Do Missing Values Influence Outcomes in a Cross-sectional Mail Survey?

Mayo Clin Proc Innov Qual Outcomes. 2021 Jan 19;5(1):84-93. doi: 10.1016/j.mayocpiqo.2020.09.006. eCollection 2021 Feb.

Abstract

Objective: To determine the effects of missing and inconsistent data on a weight management mail survey results.

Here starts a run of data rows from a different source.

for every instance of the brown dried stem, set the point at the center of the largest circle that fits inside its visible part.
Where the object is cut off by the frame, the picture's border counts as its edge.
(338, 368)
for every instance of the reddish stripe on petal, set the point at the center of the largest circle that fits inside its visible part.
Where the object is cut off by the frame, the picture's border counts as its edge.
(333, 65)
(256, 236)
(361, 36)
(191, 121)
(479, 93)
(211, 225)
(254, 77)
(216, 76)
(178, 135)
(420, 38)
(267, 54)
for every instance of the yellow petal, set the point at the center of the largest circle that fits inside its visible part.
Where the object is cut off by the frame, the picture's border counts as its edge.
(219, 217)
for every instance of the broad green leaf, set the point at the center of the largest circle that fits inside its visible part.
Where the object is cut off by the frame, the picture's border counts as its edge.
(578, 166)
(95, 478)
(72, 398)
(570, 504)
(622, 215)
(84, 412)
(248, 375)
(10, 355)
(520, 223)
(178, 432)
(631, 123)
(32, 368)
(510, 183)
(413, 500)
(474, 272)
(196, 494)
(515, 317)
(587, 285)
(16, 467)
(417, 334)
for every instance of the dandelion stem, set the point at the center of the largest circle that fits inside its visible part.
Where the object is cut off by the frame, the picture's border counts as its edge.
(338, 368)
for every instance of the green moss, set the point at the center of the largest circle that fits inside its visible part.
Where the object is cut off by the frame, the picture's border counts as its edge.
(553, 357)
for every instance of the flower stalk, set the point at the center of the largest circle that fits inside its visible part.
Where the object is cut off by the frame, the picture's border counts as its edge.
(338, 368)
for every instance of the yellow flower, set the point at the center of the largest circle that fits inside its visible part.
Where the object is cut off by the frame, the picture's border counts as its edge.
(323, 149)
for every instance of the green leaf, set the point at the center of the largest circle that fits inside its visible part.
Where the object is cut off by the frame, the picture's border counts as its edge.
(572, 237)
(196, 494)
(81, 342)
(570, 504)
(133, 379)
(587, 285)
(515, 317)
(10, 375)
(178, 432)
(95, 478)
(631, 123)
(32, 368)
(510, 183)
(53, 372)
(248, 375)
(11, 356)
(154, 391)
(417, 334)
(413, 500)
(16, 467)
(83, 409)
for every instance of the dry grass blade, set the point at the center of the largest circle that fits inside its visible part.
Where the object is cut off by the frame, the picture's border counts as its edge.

Patients and methods: Weight management surveys were sent to 5000 overweight and obese individuals in the Learning Health System Network. Survey information was collected between October 27, 2017, and March 1, 2018. Some participants reported body mass index (BMI) values inconsistent with the intended overweight and obese sampling cohort. Analyses were performed after excluding these surveys and also performed again after setting these low BMI values to missing. Models were run after imputing missing values using expectation-maximization, Markov chain Monte Carlo, random forest imputation, multivariate imputation by chained equations, and multiple imputation and replacing missing BMI values with the minimum, maximum, mean, or median of the known BMI values.

Results: Of 2799 surveys, 222 (8%) had missing BMI values and 155 (6%) reported invalid BMI values. Overall, 725 of these 2799 surveys (26%) were missing at least 1 variable that was essential to the main analyses. Different imputation methods consistently found that BMI was related to age, sex, race, marital status, and education. Patients with a BMI of 35.0 kg/m2 or greater were more likely to feel judged because of their weight, and patients with a BMI of 40.0 kg/m2 or greater were more likely to feel they were not always treated with respect and treated as an equal.

Conclusion: Analyses using different imputation methods were consistent with the original published results. Missing data likely did not affect the study results.

Keywords: BMI, body mass index; MAR, missing at random; MCAR, missing completely at random; MCMC, Markov chain Monte Carlo; MNAR, missing not at random; OR, odds ratio.